Premios San Salvador.. 

Premios San Salvador: la emoción de un bailarín de 83 años

Rolando Zenarruza fue distinguido en los premios San Salvador por sus 20 años dentro del Ballet Juventud Prolongada. Una vida de amor al folclore.

Por  Andrea Miranda

A los 83 años y a pesar de sus achaques, Rolando Zenarruza baila cada día mejor. Aunque diga que no se mueve como a los 50 o a los 60, él sigue bailando y lo hace porque siente al folclore en su corazón. Y es eso lo que hace que bailar sea mejor con el paso de los años.

El pasado 6 de agosto en una jornada muy emotiva, Rolando recibió uno de los 28 premios San Salvador que la Municipalidad capitalina entregó a personalidades destacadas. Fue en honor a su labor cultural, en reconocimiento a los 20 años que lleva en el Ballet Juventud Prolongada.

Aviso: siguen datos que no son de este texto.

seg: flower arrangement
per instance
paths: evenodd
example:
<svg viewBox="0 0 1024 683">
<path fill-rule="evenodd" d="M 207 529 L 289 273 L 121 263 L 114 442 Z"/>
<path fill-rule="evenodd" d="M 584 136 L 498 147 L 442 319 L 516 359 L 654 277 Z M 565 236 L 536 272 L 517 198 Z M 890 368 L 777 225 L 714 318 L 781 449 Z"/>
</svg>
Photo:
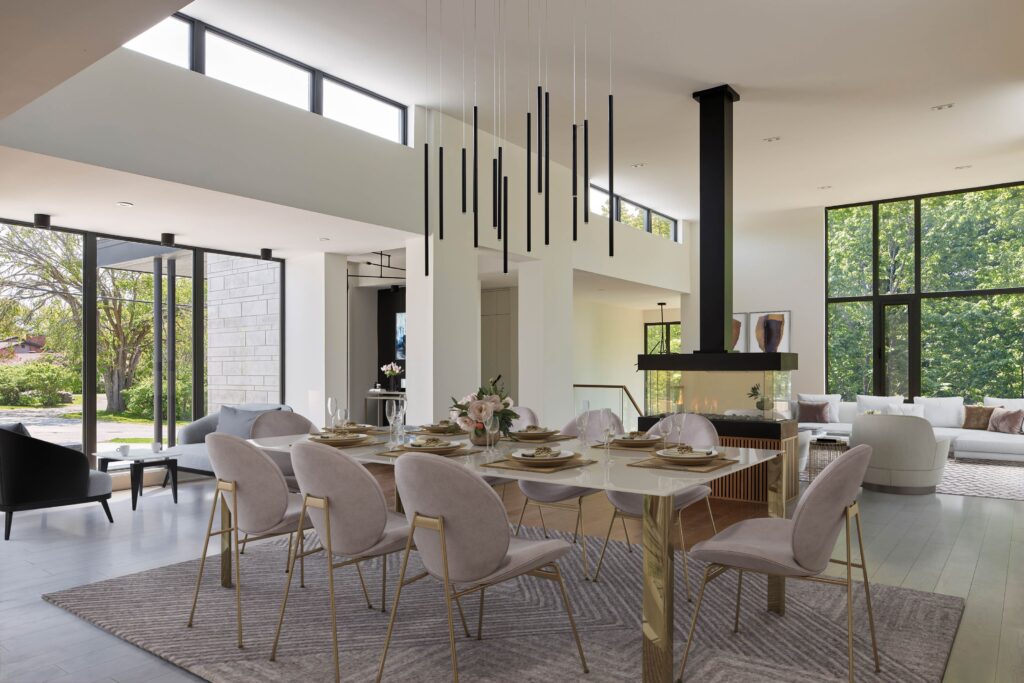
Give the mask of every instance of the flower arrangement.
<svg viewBox="0 0 1024 683">
<path fill-rule="evenodd" d="M 508 436 L 512 421 L 519 416 L 512 410 L 512 398 L 500 383 L 499 375 L 461 399 L 452 397 L 452 417 L 468 432 L 486 431 L 486 421 L 498 417 L 498 430 Z"/>
</svg>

ROLANDO ZENARRUZA - Lo reconocieron con el premio San Salvador TJ.mp4

Rolando empezó a bailar folclore cuando iba a la escuela primaria, a los 6 o 7 años. Su mamá también bailaba en un tiempo en el que no había academias y él se crio con el folclore como centro de su vida.

"Aunque mi ascendencia no es jujeña ni coya, yo me siento muy arraigado a todas estas costumbres. Mis abuelos tenían una finca en San Antonio y, hace 70 años, mi abuela traía a la ciudad el trigo para moler y yo me volvía al campo con ella. De chico estaba todo el día en el campo. Ahí me crie y desde entonces que bailo", relata en diálogo con Canal 4.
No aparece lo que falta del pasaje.